Em seguida, avalia-se a viabilidade econômica do tratamento. “O segundo aspecto utilizado é o custo, que a gente chama, na verdade, de custo-efetividade, porque essas novas terapias, muitas vezes, vêm atreladas a custos adicionais de tratamento quando comparadas às terapias antes disponíveis”, comentou a superintendente. Vanessa explicou que, sobre as hemopatias, existe um orçamento da Coordenação Geral de Sangue e Derivados (CGSH) do Ministério da Saúde. “O lado positivo disso é que a incorporação das novas tecnologias não concorre no orçamento interno com a incorporação de tecnologias para outras condições clínicas”, relatou Vanessa.
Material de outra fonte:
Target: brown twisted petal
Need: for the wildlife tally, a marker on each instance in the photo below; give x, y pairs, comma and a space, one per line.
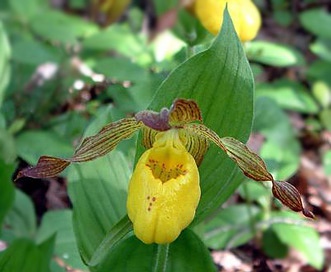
91, 148
289, 196
249, 162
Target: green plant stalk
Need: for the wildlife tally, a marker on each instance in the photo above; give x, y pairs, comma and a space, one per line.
252, 221
161, 258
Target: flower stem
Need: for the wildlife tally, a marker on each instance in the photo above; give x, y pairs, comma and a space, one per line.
161, 258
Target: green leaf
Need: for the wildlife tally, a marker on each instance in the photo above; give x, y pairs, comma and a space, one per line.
231, 227
322, 93
24, 255
98, 191
303, 238
322, 48
140, 90
187, 253
273, 54
189, 29
57, 26
38, 52
320, 70
272, 246
327, 163
220, 81
7, 146
325, 117
27, 9
281, 149
5, 54
120, 38
289, 95
21, 218
317, 21
7, 189
59, 223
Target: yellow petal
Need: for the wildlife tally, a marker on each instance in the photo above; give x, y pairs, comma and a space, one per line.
164, 191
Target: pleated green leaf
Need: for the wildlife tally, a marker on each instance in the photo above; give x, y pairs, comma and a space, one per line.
187, 253
220, 81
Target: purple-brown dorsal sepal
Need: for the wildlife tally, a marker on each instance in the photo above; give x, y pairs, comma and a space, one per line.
289, 196
184, 111
155, 120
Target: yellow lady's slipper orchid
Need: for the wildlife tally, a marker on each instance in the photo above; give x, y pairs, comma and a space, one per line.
164, 190
245, 16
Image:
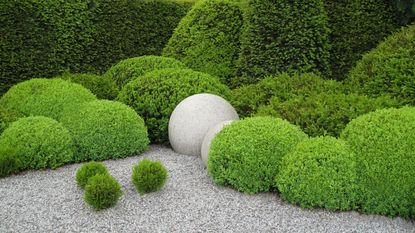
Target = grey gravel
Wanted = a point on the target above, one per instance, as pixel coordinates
(50, 201)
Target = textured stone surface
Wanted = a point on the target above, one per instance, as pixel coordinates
(193, 117)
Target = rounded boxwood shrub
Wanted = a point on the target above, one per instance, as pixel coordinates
(102, 191)
(104, 129)
(246, 154)
(149, 176)
(207, 39)
(324, 114)
(39, 142)
(88, 170)
(131, 68)
(388, 69)
(155, 95)
(383, 142)
(45, 97)
(319, 172)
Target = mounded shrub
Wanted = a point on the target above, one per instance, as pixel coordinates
(149, 176)
(39, 142)
(207, 39)
(383, 142)
(104, 129)
(324, 114)
(319, 172)
(88, 170)
(131, 68)
(247, 153)
(45, 97)
(102, 191)
(271, 44)
(388, 69)
(155, 95)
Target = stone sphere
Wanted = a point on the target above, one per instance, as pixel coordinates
(193, 117)
(210, 135)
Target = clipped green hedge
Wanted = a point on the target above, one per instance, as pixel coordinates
(207, 39)
(155, 95)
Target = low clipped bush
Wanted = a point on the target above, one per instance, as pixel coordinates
(383, 142)
(207, 39)
(388, 69)
(246, 154)
(131, 68)
(319, 172)
(102, 191)
(324, 114)
(88, 170)
(45, 97)
(39, 142)
(155, 95)
(149, 176)
(104, 129)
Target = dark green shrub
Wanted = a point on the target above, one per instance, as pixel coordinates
(208, 39)
(155, 95)
(383, 142)
(88, 170)
(149, 176)
(271, 44)
(388, 69)
(131, 68)
(324, 114)
(45, 97)
(246, 154)
(319, 172)
(102, 191)
(39, 142)
(104, 129)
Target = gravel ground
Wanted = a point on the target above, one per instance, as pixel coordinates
(50, 201)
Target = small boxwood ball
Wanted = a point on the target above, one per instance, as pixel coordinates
(319, 172)
(246, 155)
(193, 117)
(149, 176)
(102, 191)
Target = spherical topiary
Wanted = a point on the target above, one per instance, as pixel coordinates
(104, 129)
(319, 172)
(207, 39)
(88, 170)
(45, 97)
(149, 176)
(388, 69)
(324, 114)
(155, 95)
(39, 142)
(131, 68)
(383, 142)
(246, 154)
(102, 191)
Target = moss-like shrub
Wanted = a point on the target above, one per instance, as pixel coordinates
(131, 68)
(247, 99)
(271, 43)
(155, 95)
(88, 170)
(208, 39)
(324, 114)
(45, 97)
(383, 142)
(319, 172)
(39, 142)
(246, 154)
(104, 129)
(102, 191)
(388, 69)
(149, 176)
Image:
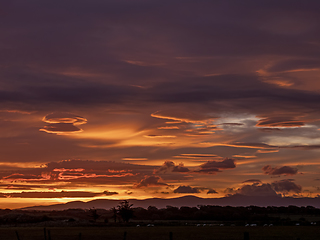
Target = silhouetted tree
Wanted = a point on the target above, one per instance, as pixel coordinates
(125, 210)
(93, 213)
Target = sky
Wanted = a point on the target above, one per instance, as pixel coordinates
(125, 99)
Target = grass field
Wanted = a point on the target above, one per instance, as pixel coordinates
(162, 233)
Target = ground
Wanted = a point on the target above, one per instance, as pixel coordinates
(162, 233)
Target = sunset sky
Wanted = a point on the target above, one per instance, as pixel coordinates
(124, 99)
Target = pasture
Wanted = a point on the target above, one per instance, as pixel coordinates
(161, 233)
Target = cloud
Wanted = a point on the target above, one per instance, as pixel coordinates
(62, 194)
(267, 189)
(285, 170)
(73, 172)
(150, 181)
(286, 185)
(280, 122)
(169, 166)
(62, 123)
(186, 189)
(252, 181)
(256, 189)
(212, 191)
(182, 116)
(212, 167)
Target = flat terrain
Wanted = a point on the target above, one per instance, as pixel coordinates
(162, 233)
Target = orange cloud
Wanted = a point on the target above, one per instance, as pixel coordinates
(62, 123)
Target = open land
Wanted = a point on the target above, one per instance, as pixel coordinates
(163, 233)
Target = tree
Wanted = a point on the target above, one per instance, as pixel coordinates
(93, 213)
(125, 210)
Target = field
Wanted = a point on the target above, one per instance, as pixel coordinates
(163, 233)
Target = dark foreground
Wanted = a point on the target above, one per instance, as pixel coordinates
(162, 233)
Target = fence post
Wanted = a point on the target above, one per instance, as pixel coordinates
(45, 233)
(49, 235)
(17, 235)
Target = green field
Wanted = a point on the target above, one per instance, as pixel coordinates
(162, 233)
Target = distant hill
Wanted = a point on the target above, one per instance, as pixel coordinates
(191, 201)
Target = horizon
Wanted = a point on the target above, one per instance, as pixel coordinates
(158, 99)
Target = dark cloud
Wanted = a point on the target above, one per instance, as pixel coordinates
(256, 189)
(285, 170)
(150, 181)
(266, 189)
(169, 166)
(279, 122)
(212, 167)
(73, 172)
(62, 194)
(286, 185)
(186, 189)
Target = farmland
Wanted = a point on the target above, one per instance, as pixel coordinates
(162, 233)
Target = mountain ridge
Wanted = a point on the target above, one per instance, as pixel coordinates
(191, 201)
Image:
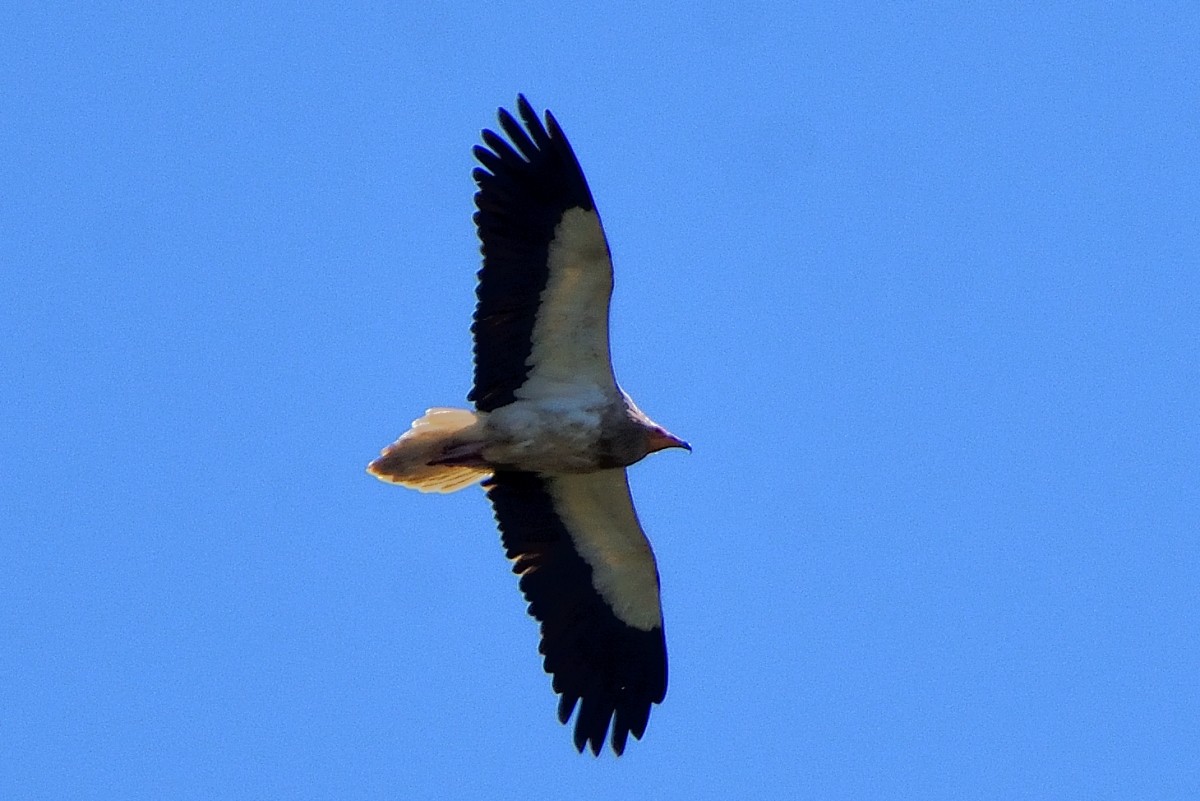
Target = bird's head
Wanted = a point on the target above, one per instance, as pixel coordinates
(659, 438)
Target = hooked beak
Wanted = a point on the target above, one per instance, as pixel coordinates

Ela contou, porém, que o fato desse orçamento não poder ser ultrapassado é motivo de constante preocupação com o gasto final.
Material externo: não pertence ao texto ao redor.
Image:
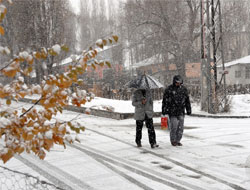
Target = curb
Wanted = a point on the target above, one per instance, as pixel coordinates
(121, 116)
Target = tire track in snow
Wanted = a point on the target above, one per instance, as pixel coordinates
(56, 175)
(132, 167)
(232, 185)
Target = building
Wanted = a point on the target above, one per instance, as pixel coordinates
(237, 71)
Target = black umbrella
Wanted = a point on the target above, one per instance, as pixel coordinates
(144, 82)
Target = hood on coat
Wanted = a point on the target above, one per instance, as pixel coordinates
(177, 78)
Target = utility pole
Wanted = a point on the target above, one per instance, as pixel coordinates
(211, 54)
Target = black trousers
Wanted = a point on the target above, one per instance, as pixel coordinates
(151, 130)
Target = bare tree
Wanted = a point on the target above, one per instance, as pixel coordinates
(163, 27)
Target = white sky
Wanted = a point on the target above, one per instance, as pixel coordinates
(75, 4)
(215, 155)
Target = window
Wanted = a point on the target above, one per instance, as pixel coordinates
(247, 72)
(237, 74)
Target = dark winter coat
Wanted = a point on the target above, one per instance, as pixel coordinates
(142, 109)
(176, 99)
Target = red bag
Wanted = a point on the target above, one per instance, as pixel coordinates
(164, 122)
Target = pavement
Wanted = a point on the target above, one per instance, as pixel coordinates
(215, 155)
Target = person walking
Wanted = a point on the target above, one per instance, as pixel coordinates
(175, 101)
(143, 102)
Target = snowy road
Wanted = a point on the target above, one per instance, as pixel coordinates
(214, 156)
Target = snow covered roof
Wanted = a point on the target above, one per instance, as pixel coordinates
(243, 60)
(149, 61)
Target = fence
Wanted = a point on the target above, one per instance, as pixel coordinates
(15, 180)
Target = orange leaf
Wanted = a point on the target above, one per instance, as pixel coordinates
(115, 38)
(1, 30)
(8, 101)
(7, 156)
(19, 149)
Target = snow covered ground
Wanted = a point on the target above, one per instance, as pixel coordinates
(215, 155)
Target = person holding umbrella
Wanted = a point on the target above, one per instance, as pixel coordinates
(142, 100)
(175, 101)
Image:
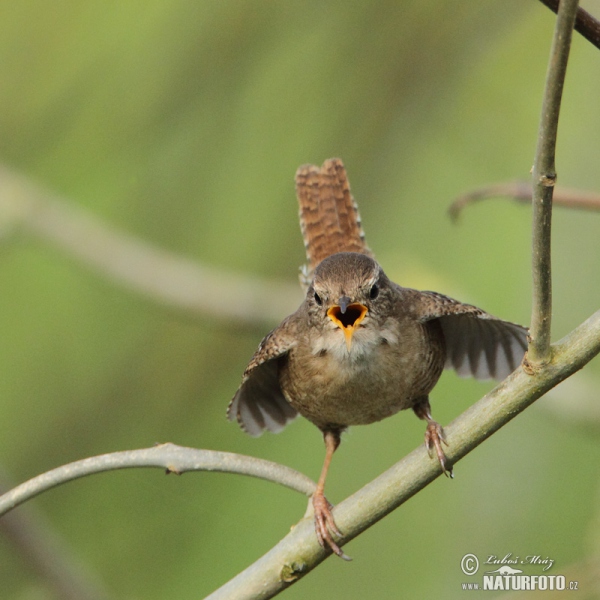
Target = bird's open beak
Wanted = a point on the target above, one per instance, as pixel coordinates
(347, 317)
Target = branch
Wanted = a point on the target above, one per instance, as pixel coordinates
(585, 24)
(48, 556)
(521, 192)
(163, 277)
(544, 178)
(299, 552)
(175, 459)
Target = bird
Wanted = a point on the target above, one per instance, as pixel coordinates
(360, 347)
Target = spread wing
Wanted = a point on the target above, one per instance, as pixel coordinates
(259, 403)
(477, 344)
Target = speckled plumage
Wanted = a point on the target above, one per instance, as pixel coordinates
(398, 348)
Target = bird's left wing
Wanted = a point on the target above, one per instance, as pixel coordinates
(477, 344)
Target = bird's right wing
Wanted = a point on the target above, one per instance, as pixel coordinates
(259, 403)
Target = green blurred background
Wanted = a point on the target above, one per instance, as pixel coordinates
(183, 123)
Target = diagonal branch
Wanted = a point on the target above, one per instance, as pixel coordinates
(299, 552)
(161, 276)
(521, 192)
(544, 178)
(585, 24)
(172, 458)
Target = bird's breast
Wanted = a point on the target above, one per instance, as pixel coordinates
(384, 371)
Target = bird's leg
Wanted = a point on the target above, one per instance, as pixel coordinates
(324, 523)
(434, 434)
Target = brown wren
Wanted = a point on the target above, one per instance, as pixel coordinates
(360, 348)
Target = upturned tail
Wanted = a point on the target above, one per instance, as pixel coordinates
(329, 216)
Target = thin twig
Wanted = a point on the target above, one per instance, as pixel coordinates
(299, 552)
(521, 191)
(585, 24)
(48, 556)
(161, 276)
(172, 458)
(544, 178)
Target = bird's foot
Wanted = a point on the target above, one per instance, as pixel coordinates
(325, 525)
(434, 437)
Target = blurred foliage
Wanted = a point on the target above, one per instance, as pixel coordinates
(183, 123)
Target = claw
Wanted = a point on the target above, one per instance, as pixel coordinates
(325, 525)
(434, 436)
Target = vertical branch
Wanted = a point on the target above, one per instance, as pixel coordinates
(544, 177)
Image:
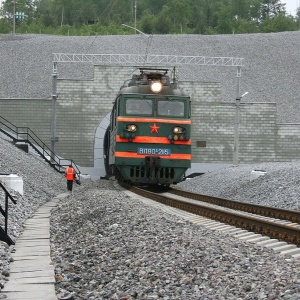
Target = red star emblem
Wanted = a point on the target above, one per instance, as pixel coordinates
(154, 128)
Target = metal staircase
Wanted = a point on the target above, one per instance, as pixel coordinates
(4, 211)
(20, 137)
(25, 136)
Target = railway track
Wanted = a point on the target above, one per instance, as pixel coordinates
(280, 224)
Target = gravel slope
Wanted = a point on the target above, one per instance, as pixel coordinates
(270, 73)
(279, 187)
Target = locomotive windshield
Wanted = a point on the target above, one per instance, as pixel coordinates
(170, 108)
(139, 106)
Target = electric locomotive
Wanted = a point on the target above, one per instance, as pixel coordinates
(148, 140)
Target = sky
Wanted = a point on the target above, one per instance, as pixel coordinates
(291, 6)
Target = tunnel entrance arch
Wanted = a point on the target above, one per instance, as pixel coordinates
(128, 60)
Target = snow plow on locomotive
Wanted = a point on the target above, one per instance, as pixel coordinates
(148, 139)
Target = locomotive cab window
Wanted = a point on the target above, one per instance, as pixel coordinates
(171, 108)
(138, 106)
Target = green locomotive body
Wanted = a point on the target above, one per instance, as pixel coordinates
(148, 139)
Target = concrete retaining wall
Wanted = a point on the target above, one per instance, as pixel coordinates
(82, 106)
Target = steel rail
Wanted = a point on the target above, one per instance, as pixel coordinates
(271, 212)
(274, 230)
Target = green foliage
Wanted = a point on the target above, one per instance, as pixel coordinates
(97, 17)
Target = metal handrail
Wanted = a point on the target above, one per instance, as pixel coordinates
(4, 212)
(25, 134)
Teich mencionou a possibilidade de acordos realizados entre o fabricante da tecnologia e o Ministério da Saúde, com o objetivo de “reduzir incertezas”. Segundo ela, parte do custo da nova terapia pode ser ressarcida ao Ministério da Saúde, em forma de bonificação de produtos, caso a eficácia do tratamento se mostre inferior na prática do que o esperado no estudo clínico.
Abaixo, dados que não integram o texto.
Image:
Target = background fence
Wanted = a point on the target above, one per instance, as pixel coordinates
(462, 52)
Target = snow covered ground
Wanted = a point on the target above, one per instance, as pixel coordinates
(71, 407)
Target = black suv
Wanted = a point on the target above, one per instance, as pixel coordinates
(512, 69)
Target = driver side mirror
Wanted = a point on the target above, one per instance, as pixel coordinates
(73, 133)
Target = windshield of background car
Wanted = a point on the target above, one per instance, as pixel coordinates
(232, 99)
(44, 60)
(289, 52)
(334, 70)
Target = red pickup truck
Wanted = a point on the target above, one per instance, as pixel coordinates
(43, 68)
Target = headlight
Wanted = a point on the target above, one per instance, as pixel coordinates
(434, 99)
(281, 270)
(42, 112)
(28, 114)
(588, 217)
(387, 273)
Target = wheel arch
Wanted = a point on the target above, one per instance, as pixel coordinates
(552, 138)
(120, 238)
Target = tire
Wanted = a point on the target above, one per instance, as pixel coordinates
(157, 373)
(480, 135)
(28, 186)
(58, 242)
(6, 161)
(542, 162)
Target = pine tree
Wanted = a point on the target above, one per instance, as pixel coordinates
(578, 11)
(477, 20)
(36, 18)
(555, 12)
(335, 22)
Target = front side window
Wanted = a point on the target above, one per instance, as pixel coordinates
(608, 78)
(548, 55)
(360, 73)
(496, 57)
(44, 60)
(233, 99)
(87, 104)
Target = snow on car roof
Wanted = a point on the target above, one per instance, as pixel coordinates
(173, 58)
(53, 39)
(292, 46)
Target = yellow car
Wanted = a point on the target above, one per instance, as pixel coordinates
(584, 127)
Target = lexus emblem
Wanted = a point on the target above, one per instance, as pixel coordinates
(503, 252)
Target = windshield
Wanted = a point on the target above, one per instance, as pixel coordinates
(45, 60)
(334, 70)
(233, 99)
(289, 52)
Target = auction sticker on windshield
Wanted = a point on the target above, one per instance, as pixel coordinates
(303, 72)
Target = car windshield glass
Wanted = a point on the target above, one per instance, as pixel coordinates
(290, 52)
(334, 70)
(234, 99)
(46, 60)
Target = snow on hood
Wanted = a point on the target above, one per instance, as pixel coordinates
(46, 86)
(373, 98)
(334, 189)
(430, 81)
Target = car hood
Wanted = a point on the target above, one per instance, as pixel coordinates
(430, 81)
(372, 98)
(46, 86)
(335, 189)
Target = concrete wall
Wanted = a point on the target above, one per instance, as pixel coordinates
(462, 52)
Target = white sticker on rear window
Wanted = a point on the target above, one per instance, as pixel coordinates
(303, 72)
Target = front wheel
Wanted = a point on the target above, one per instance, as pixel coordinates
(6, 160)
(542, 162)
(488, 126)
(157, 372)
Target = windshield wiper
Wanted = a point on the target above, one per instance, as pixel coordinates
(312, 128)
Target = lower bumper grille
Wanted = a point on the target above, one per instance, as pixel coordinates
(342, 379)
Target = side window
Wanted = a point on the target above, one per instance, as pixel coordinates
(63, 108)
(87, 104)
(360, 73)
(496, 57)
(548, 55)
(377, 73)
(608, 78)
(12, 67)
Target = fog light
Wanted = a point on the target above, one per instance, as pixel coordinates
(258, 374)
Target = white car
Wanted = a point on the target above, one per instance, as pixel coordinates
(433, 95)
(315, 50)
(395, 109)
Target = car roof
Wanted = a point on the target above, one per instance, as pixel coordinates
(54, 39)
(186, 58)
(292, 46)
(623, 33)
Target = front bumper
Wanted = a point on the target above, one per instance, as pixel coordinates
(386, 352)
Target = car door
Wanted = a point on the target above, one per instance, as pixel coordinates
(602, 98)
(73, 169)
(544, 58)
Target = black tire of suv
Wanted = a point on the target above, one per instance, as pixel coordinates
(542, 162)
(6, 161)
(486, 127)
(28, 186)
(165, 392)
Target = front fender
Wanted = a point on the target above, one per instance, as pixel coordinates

Tania Pietrobelli, presidente da Federação Brasileira de Hemofilia, ressaltou a necessidade de consolidar uma parceria com a indústria farmacêutica. “Nós advogamos pela saúde dos pacientes e pelo melhor tratamento. Para que a gente consiga comprar mais medicações, ter mais opções, é extremamente importante que mais empresas participem das licitações, da compra”, pontuou. “Porque isso vai baratear o preço das medicações”, completou. “O Brasil tem que repensar suas políticas. A gente sabe que hoje existem medicações a um preço bem melhor. Acredito que o Ministério da Saúde deveria reunir toda a indústria farmacêutica, todas juntas, e chegar a um acordo para ver como se consegue baratear essa medicação”, sugeriu Pietrobelli. “Se o nosso orçamento é finito, acredito que o ministério tenha, de tempos em tempos, rever suas políticas, graças à nossa luta incansável”, defendeu a presidente da Federação Brasileira de Hemofilia.
A presidente da FBH apontou que desenvolver o tratamento da doença, apesar do alto custo, é menos oneroso para o Estado do que não tratar esses pacientes. E comentou soluções importantes, como o tratamento domiciliar. “Isso diminui a frequência do paciente, em 400% às vezes, a visita ao Hemocentro, segundo a Federação Mundial de Hemofilia”, informou. “Isso desafoga o serviço público e possibilita que se concentre o atendimento às pessoas que descobriram a hemofilia, estão necessitando de uma atenção maior. Isso é muito importante. O tratamento domiciliar e a profilaxia diminuem, em média, 78% a 85% a ida a hospital, a falta à escola, a falta ao trabalho”, ressaltou Pietrobelli.